As a headhunting killing one calls a person to whose skull to capture the trophy. Today there are only very few indigenous peoples who hunt the head in order to magically harness the energy potential assumed in the skull. Headhunting is associated with cannibalism only in a few cases and is particularly widespread in Southeast Asia , Melanesia and the northwestern lowlands of South America.

history

Head trophies, mostly shrunken heads, in a curio shop in Seattle

Headhunting is one of the oldest rituals and was widespread all over the world. Stories of drinking from skulls have also been passed on in Europe . Headhunting was an established tradition in the Celtic warrior culture during the Iron Age . At that time, head trophies were a common part of the bridle of Celtic riders. In China and Japan , heads were collected as war trophies.

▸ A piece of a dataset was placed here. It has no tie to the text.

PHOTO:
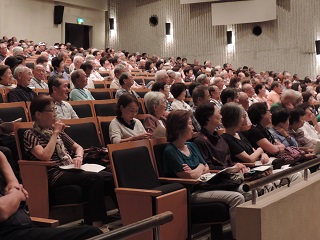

Headhunting was still practiced among some peoples in Southeast Asia , West Africa , South America , Melanesia and Taiwan until the 20th century .

The Dayak on Borneo are among the most famous peoples in Southeast Asia . Headhunting among the formerly so-called Alfurs on the Moluccas is more of a speculative attribution, on the other hand headhunting was widespread in New Guinea until the middle of the 20th century and was practiced particularly aggressively among the Marind-anim , Sawi , Asmat and the Iatmul . A slit drum ( garamut ) was often used in rituals involving skull cults and headhunting . In a ceremony observed among the Asmat in 1952, the beheading of two women was performed.

In the central mountains on the northern Philippine island of Luzon , several peoples were headhunters, among them the Igorot and Ifugao . On returning from a successful headhunt, an ensemble with several ceremonial flat gongs played gangsa for the men .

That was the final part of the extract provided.